Mehr oder weniger zufällig hat Mike einen kleinen Quartier-Konzertbetrieb aufgezogen, an dem abwechslungsweise Popmusik und Klassik zu hören sind. Ein klassisch geschulter (übrigens hervorragender) Gitarrist, gleichzeitig Musiktherapeut, war auf der Suche nach neuer Kundschaft (Schüler und Patienten) an ihn gelangt. Er hat zunächst unentgeltlich gespielt und die Wirkung seiner Musik am Publikum getestet. Heute veranstaltet er auch Tellersammlungen, bei welchen zwischen 10 und 50 US-Dollar herausschauen. Eine Konsumationspflicht während solchen Konzerten, die bis zu 30 Personen (Grenze des Fassungsvermögens im Lokal) anlocken, gibt es nicht. Erfahrungsgemäss kommt Mike aber auch auf die Rechnung. Bei einer Art «Wunschkonzert» dürfen die Besucherinnen und Besucher ihre Lieblingsmelodien wählen. Dazwischen erklingt auch Klassisches. Eine grosse Zahl von Besuchern wird so erstmals mit Klassikern wie Bach und Vivaldi konfrontiert. Sie finden es fun und wollen oft mehr davon. Mit andern Worten: Es ereignet sich im «Coffee-Shop» auf durchaus kommerzieller Basis auch ein «Kleinprojekt der Musikerziehung». Das Beispiel des Gitarristen hat ansteckend gewirkt, auch ein Saxophonist wirbt für seine musikalischen Dienstleistungen.

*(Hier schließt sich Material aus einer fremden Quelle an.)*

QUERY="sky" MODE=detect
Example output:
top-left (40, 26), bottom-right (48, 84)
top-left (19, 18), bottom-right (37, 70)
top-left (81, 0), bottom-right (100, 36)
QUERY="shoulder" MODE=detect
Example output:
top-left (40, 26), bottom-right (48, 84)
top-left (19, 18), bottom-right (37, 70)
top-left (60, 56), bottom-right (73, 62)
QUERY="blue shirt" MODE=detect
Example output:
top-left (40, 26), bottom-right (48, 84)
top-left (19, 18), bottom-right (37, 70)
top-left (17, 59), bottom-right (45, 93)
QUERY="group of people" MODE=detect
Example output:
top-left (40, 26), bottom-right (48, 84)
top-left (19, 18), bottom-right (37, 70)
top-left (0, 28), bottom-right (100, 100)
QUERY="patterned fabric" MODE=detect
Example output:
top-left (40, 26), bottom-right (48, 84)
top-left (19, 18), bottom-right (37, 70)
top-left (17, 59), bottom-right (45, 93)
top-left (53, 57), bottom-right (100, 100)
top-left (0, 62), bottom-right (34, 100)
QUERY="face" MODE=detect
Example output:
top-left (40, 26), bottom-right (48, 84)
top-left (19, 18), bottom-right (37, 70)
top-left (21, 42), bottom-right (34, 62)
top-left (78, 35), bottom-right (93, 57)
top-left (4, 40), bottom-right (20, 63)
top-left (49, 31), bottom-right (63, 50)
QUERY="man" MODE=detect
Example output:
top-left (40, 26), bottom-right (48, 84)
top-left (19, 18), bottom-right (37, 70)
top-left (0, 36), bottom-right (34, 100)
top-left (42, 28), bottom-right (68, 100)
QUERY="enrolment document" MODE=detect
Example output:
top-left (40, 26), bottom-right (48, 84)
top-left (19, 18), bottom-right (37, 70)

Seit einem Jahr ist Mikes Coffee-Shop auch eine kleine Quartiergalerie zur Förderung von jungen Künstlern. Die Benutzung der Wände ist unentgeltlich. Es finden etwa 5 Ausstellungen pro Jahr statt. Bei Verkäufen erhält Mike 25 Prozent des Verkaufspreises. Die Originale kosten zwischen 10 und 500 US-Dollar; ob sich künftige Picassos darunter befinden, bleibt eine offene Frage, die Künstlerinnen und Künstler haben aber Gelegenheit, die (meist gar nicht zimperliche) Publikumskritik unvermittelt mitzuerleben, ein eigentliches «interaktives Kunsthappening».

Alle diese Netze von kleinen sozialen und kulturellen Dienstleistungen hat Mike nicht etwa aus besonderer Menschenfreundlichkeit geknüpft, sondern um mehr Kunden zu haben und seinen Gewinn zu steigern (Profitmaximierung). Seine Gewinne (und die Einkünfte seiner verschiedenartigen «Partner») sind nicht besonders gross. Er wird noch mehr gute und originelle Ideen haben müssen (und sollte noch besser auf die Ratschläge seiner unternehmerisch begabten Frau hören!), bis er dann seinen zweiten Coffee-Shop eröffnen kann, der nach demselben Muster gestrickt sein soll, aber natürlich ein bisschen anders.

Ich glaube nicht, dass Mike zum «Californian King of Coffee-Shops» avancieren wird, dazu ist er zu wenig clever und letztlich doch zu bequem. Aber zum Überleben seiner kleinen Unternehmung, die rein wirtschaftliche Motive hat, aber gerade deswegen auch nachhaltige positive, soziale und kulturelle Folgen zeitigt, wird es vermutlich reichen. Ich hoffe es wenigstens.

Es geht in diesem Beispiel nicht um die arg strapazierte und relativ unwahrscheinliche Karriere vom Tellerwäscher zum Milliardär, und auch nicht um den Schritt vom einfachen Garagelabor zum Elektronikkonzern. Lebensunternehmertum kann sich auch ohne New Economy in den vielfältigen Nischen der «kleinen Dienstleistung» alltäglicher, sozialer und kultureller Bedürfnisbefriedigung durchaus selbstorganisiert und selbsttragend entwickeln und entfalten kann, wenn die vorhandenen Möglichkeiten nicht durch Interventionen und Verbote aller Art eingeschränkt sind und die entsprechende Mentalität der Selbstverantwortung nicht durch gut gemeinte, aber entmündigende und decouragierende staatliche Regulierungen und Förderungsprogramme erstickt wird.